Now, how can you access this magic object? If you are using the build-in scripting engine then EA offers the predefined object Repository. You can use that without any declaration in any context. That’s really simple and lets jump start you scripting immediately. Just skip the next chapter if that’s what you want to do.

4.1 Accessing EA from the Outside

So you need to develop your scripts outside EA. This means you need to get hold of the running EA application or you need to create one. Note that accessing a running EA instance will only get hold of the first one launched. I will not discuss the various possibilities including creating an instance here. You will likely be able to find that out later when it is getting important.

Here are some samples how to get the currently running EA instance from outside EA. The code snippets do not contain any validity checks. That means, when you run it without an active EA instance, it will loudly crash.

Eventually you need to link EA’s TLB to your IDE. This is to let it know about EA’s API classes, unless you deal with EA’s API objects as anonymous. The examples in this book do the latter as the declaration varies between the different languages. If you require object declaration it will generally be something like EA.Repository to declare the repository object or EA.Package for a package object and so on.

Since the EA help has improved in that respect you can also have a look at Sparx’ help page (version 12).

C++

1 	CLSID clsid;
2 	CLSIDFromProgID(L"EA.App", &clsid);  
3 	IUnknown *pUnk = NULL;
4 	IDispatch *pDisp = NULL;
5 	HRESULT hr = GetActiveObject(clsid, NULL, (IUnknown**)&pUnk);
6 	if(SUCCEEDED(hr)) {
7 	  hr = pUnk->QueryInterface(IID_IDispatch, (void **)&pDisp);
8 	}

These lines were borrowed from a Microsoft page. So I hope it will not be too misleading as I never have written a single line in C++.

Perl

1 	$App = Win32::OLE->GetActiveObject ("EA.App");
2 	$Repository = $App->Repository;

Python

1  	eaApp = win32com.client.Dispatch("EA.App")  
2  	eaRep = eaApp.Repository

Visual Basic

1 	Dim Repository As EA.repository
2 	Set EAapp = GetObject(, "EA.App")
3 	Set Repository = EAapp.repository

Java

Support for Java has recently10 been added. You need to first copy two files from the Java API subdirectory of your EA program directory:

  • SSJavaCOM.dll -> %SystemRoot%\system32 directory.
  • eaapi.jar -> a location in the Java CLASSPATH or where the Java class loader can find it at run time.

Now you should be able to access an EA repository.

1     public void OpenRepository() {
2       org.sparx.Repository repository = new org.sparx.Repository();
3       repository.OpenFile("<path to repository>.eap");
4     }

4.2 Repository

Now as you got hold of the repository object you can start exploring it a bit.

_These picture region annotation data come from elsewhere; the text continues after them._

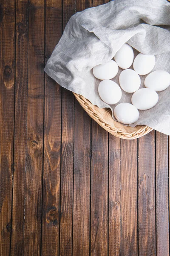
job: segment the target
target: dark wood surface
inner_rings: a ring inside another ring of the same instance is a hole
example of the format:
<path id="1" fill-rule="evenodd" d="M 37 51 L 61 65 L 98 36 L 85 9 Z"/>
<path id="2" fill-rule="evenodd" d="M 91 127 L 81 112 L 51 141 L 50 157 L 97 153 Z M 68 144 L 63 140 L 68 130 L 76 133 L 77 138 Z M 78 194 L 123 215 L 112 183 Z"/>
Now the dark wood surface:
<path id="1" fill-rule="evenodd" d="M 168 137 L 109 134 L 43 71 L 108 1 L 1 1 L 0 256 L 169 255 Z"/>

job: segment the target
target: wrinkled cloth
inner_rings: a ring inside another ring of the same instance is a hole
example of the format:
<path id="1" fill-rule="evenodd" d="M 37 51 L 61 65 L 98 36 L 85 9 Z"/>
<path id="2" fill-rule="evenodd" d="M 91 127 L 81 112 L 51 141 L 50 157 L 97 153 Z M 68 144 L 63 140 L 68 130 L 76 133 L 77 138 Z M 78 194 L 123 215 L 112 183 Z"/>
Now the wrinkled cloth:
<path id="1" fill-rule="evenodd" d="M 113 113 L 118 104 L 131 103 L 132 93 L 122 90 L 117 104 L 105 103 L 98 92 L 101 81 L 94 77 L 92 69 L 112 59 L 125 42 L 134 48 L 135 55 L 139 52 L 155 55 L 153 71 L 170 73 L 170 3 L 115 0 L 76 13 L 69 20 L 44 70 L 61 86 L 83 96 L 100 108 L 110 108 Z M 119 68 L 111 79 L 119 84 L 122 70 Z M 142 88 L 146 76 L 140 76 Z M 157 104 L 139 111 L 139 119 L 130 126 L 145 125 L 170 135 L 170 86 L 158 93 Z M 113 113 L 113 117 L 116 120 Z"/>

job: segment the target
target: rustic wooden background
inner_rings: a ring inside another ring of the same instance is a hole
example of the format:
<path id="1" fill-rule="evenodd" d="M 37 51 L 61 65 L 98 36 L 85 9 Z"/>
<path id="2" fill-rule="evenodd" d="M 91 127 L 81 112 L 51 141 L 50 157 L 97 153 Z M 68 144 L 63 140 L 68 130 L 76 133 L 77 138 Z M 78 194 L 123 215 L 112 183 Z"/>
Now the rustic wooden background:
<path id="1" fill-rule="evenodd" d="M 43 71 L 107 2 L 1 0 L 0 256 L 169 255 L 168 137 L 109 134 Z"/>

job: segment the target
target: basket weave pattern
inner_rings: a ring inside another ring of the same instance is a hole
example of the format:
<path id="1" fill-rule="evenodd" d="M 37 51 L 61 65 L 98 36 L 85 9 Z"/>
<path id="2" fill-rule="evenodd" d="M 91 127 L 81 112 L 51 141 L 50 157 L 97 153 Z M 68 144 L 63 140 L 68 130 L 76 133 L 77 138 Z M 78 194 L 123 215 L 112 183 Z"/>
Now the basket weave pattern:
<path id="1" fill-rule="evenodd" d="M 153 130 L 147 125 L 137 125 L 136 127 L 125 126 L 113 119 L 110 109 L 99 108 L 82 95 L 74 93 L 74 94 L 89 116 L 102 127 L 115 136 L 133 140 L 141 137 Z"/>

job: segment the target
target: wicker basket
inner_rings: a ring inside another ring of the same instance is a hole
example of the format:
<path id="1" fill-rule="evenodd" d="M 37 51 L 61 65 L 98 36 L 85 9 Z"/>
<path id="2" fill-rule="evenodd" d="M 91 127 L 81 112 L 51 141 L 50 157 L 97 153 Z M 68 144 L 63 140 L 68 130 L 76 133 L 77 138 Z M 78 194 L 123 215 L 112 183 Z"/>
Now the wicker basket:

Let’s print the name of the repository.

print Repository.ConnectionString;

This will output either the file path and name of the EAP

e.g. C:\Documents and Settings\<user>\Desktop\EAExample.eap

or the ODBC connection string depending on the type of repository you are actually using. Now let’s take a first look into the repository.

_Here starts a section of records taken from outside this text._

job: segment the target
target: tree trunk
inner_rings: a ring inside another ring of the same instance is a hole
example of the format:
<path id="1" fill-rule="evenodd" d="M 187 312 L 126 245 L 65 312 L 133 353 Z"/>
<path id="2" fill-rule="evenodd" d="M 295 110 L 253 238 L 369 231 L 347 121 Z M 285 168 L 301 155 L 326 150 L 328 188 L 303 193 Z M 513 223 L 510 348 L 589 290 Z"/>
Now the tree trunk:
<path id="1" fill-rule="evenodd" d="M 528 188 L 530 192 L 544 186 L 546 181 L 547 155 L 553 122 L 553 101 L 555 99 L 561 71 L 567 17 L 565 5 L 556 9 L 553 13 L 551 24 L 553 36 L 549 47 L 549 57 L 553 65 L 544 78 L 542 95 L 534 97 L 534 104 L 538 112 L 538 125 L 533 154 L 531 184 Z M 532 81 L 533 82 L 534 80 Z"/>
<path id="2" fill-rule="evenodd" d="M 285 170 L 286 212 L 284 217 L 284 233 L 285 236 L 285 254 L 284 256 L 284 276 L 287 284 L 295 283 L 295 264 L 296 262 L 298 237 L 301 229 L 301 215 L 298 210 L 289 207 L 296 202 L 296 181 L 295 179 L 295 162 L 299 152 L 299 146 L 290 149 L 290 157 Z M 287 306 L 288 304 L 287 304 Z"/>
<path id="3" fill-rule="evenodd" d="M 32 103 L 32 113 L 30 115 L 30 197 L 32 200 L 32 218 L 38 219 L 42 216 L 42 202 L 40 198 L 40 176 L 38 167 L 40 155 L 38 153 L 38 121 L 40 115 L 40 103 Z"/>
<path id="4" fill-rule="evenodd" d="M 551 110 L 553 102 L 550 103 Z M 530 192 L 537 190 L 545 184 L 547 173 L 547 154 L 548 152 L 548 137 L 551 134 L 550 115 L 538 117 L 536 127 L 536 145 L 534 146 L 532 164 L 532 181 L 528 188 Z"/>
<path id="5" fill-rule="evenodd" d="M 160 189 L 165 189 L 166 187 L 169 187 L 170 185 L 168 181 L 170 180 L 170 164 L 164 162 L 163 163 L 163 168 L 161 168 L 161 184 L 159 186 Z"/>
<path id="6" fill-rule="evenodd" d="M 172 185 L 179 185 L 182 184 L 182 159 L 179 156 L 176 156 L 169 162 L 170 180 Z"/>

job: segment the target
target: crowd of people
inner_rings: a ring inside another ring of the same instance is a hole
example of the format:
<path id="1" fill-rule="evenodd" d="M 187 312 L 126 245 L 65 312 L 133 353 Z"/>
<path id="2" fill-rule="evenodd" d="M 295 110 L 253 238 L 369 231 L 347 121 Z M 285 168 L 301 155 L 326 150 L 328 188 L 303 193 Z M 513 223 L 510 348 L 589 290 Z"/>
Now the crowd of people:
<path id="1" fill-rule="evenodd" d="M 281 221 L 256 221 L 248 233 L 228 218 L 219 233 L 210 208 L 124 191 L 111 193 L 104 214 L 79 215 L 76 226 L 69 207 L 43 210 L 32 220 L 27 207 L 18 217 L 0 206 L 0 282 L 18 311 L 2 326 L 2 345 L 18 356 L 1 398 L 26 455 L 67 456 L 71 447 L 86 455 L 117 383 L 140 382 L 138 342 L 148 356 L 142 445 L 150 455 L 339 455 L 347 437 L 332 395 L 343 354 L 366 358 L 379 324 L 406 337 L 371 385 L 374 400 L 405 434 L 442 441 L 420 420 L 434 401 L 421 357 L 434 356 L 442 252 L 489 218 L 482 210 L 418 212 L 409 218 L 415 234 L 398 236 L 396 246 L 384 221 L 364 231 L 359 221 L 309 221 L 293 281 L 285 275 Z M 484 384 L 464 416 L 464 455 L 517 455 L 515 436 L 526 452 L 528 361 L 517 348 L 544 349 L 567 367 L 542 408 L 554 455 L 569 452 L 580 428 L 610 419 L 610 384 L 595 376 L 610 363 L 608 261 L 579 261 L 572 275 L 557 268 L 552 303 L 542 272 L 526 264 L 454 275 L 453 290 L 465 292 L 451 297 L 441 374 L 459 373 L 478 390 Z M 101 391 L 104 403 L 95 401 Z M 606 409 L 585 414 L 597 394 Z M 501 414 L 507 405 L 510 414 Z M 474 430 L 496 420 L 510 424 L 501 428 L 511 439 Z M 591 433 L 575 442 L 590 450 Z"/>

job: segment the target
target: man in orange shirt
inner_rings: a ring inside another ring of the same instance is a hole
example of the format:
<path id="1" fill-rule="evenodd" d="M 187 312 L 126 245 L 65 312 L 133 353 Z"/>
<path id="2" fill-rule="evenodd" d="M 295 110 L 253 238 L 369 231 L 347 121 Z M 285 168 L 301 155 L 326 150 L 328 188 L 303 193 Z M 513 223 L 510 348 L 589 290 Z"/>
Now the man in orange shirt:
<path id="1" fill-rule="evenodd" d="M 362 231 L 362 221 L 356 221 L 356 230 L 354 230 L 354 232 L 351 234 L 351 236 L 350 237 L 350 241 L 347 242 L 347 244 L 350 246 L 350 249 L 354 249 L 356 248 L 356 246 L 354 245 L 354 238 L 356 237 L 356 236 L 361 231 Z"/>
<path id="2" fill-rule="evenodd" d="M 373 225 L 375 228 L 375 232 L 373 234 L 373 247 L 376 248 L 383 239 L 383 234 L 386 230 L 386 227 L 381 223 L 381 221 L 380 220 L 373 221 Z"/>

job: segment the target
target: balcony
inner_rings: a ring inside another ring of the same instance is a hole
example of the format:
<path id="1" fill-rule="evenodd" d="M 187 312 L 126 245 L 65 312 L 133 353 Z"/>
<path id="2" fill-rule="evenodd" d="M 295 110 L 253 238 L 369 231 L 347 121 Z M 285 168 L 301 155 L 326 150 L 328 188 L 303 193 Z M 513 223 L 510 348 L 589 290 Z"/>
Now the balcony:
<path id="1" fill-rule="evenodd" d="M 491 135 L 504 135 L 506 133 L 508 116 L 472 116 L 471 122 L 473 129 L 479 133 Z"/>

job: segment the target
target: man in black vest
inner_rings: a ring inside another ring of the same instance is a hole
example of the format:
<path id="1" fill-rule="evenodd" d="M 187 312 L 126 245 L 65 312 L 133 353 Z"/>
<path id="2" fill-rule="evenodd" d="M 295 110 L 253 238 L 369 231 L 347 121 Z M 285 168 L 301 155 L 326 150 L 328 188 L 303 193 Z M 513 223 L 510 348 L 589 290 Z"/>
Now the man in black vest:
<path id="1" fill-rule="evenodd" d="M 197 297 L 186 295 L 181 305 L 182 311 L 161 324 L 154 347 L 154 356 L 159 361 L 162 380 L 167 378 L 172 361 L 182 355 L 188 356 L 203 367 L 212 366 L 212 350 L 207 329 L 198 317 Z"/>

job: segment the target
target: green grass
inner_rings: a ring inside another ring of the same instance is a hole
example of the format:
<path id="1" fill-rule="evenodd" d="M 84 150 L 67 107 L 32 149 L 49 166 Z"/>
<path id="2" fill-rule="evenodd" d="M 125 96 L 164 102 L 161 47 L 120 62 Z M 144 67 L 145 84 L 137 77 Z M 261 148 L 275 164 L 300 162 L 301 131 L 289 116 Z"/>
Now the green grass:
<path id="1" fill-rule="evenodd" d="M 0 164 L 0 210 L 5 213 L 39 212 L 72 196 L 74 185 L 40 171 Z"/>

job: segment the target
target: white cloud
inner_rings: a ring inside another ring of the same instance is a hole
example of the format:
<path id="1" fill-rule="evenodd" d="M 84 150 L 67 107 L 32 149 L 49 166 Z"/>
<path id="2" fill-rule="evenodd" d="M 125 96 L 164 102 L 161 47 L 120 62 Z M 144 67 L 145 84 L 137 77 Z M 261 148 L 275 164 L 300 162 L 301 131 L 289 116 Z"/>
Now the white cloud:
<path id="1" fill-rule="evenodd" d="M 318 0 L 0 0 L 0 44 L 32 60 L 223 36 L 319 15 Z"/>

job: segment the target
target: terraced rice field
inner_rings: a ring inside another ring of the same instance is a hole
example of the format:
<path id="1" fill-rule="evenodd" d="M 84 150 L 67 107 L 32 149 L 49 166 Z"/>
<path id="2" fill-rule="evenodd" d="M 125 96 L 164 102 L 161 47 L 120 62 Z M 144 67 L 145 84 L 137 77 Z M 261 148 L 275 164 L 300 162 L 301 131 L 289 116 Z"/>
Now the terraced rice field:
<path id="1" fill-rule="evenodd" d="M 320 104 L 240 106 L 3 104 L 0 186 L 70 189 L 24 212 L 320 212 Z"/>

On top level of a repository there is at least a single root node. It is possible to have multiple roots so this is a Collection. The visible part of the repository we are going to explore first looks like:

EAExample.EAP repository structure
EAExample.EAP repository structure

Lets simply retrieve and print the name of the (first and currently only) root package:

1 	root = Repository.Models.GetAt (0);
2 	print root.Name;

This will print the name of the root package Project Models which was created at first11 in the repository. You can iterate through all root nodes and print their names. For the example model there’s only a single root node. So create a second root on your own and try the iteration.

That’s all you need to know for the beginning. From here the fun begins!

4.3 Package – and View – and Model

Okay, that sounds confusing. But it’s only history. Packages, views and models are almost the same. They are all packages. Almost. And to make it a bit more confusing: packages are a tuple of package and element.